Читать книгу La edad de la inocencia - Edith Wharton - Страница 11

Оглавление

4. Una defensa apasionada

La noche siguiente, la madre de Newland Archer

organizaba una cena en su casa.

El invitado era Sillerton Jackson,

el anciano mejor informado de Nueva York.

Además de la señora Archer y su viejo amigo,

asistían a la cena el joven Newland y su hermana, Janey.

Aquella noche, madre e hija sentían una gran curiosidad

por las noticias que Jackson pudiera contarles

sobre Ellen Olenska,

que iba a convertirse en prima de Newland.

Después de tratar asuntos de poca importancia,

la señora Archer se decidió a preguntar:

―¿Y la nueva prima de Newland, la condesa Olenska,

estaba también en el baile?

―No, no estaba en el baile ―contestó Sillerton Jackson,

sirviéndose un filete.

―Ah ―murmuró la señora Archer,

en un tono que significaba: «Así que tuvo la decencia de no ir».

―A lo mejor los Beaufort no la conocen―intervino Janey,

entre ingenua y maliciosa.

―No lo creo ―repuso Jackson―.

Todo Nueva York la vio ayer paseando

con el señor Beaufort por la Quinta Avenida.

―Dios mío ―gimió la señora Archer―. En cualquier caso,

fue un detalle de buen gusto no acudir al baile.

En realidad, la señora Archer estaba satisfecha

del compromiso de su hijo con May Welland.

No había en Nueva York una muchacha mejor para él.

―Pobre Ellen ―continuó, compasiva―.

Recibió una educación tan poco adecuada...

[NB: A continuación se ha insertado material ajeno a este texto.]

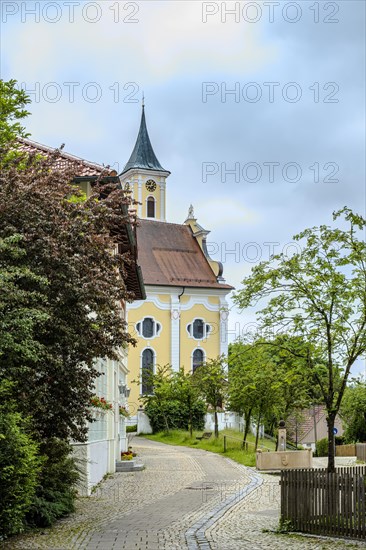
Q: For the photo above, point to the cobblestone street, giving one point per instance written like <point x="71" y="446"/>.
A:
<point x="184" y="498"/>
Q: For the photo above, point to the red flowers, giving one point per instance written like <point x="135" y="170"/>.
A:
<point x="101" y="403"/>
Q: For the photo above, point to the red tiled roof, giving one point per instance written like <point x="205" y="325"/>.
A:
<point x="65" y="160"/>
<point x="84" y="168"/>
<point x="170" y="255"/>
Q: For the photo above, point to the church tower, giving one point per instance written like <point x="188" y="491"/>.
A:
<point x="145" y="177"/>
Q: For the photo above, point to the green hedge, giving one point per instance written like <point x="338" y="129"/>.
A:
<point x="56" y="493"/>
<point x="174" y="415"/>
<point x="20" y="467"/>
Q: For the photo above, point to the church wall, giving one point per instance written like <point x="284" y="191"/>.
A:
<point x="210" y="345"/>
<point x="160" y="344"/>
<point x="164" y="307"/>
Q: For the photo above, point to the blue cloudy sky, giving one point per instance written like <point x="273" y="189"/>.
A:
<point x="257" y="108"/>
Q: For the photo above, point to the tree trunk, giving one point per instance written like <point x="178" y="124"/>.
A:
<point x="216" y="424"/>
<point x="247" y="417"/>
<point x="331" y="440"/>
<point x="257" y="430"/>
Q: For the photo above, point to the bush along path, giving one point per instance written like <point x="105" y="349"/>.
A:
<point x="184" y="498"/>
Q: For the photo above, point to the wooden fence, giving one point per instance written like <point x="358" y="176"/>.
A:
<point x="346" y="450"/>
<point x="313" y="501"/>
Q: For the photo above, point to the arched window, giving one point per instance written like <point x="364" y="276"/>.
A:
<point x="148" y="328"/>
<point x="198" y="329"/>
<point x="197" y="359"/>
<point x="151" y="207"/>
<point x="147" y="370"/>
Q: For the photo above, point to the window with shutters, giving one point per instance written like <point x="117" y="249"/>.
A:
<point x="197" y="359"/>
<point x="199" y="330"/>
<point x="150" y="205"/>
<point x="147" y="370"/>
<point x="148" y="328"/>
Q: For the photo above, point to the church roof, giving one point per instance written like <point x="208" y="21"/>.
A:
<point x="65" y="160"/>
<point x="143" y="155"/>
<point x="169" y="255"/>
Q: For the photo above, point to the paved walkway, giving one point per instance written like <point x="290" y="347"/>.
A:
<point x="184" y="499"/>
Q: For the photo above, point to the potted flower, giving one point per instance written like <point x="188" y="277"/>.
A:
<point x="101" y="403"/>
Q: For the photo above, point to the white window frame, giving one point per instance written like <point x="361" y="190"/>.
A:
<point x="155" y="333"/>
<point x="154" y="365"/>
<point x="155" y="204"/>
<point x="203" y="353"/>
<point x="206" y="334"/>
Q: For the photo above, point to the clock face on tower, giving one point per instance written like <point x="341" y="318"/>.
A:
<point x="150" y="185"/>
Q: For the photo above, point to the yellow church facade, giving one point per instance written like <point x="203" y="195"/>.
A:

¿Qué puede esperarse de una chica a la que se permite

llevar un vestido de satén negro

el día de su presentación en sociedad?

―¡Nunca olvidaré cuando la vi así vestida! ―añadió Jackson.

―Es raro ―comentó Janey― que no se haya cambiado

el nombre por otro más... elegante, como Elaine, o...

Su hermano la interrumpió, enfadado:

―¿Y por qué tiene que esconderse,

como si fuese culpable de algo?

Tuvo la mala suerte de casarse con un miserable.

Eso no la convierte en una infame.

―Pero se rumorea que... ―empezó a decir Jackson.

―Sí, ya sé, que se fue con su secretario

―se adelantó el joven―.

La ayudó a escapar del animal de su marido.

¿Quién de nosotros no hubiera hecho lo mismo en su lugar?

Sillerton Jackson había acabado de cenar.

Encendió un cigarro y se acercó a la chimenea.

―¿La ayudó a escapar? ―preguntó―.

Pues la ayudó durante mucho tiempo,

porque vivieron juntos en Suiza.

―Bueno, ¿y qué? ―repuso Newland, indignado―.

Ella tenía derecho a rehacer su vida.

Las mujeres deberían ser libres... tan libres como nosotros.

La respuesta de Jackson fue definitiva:

―Sin duda el conde Olenski opina lo mismo:

jamás ha hecho nada para recuperar a su mujer.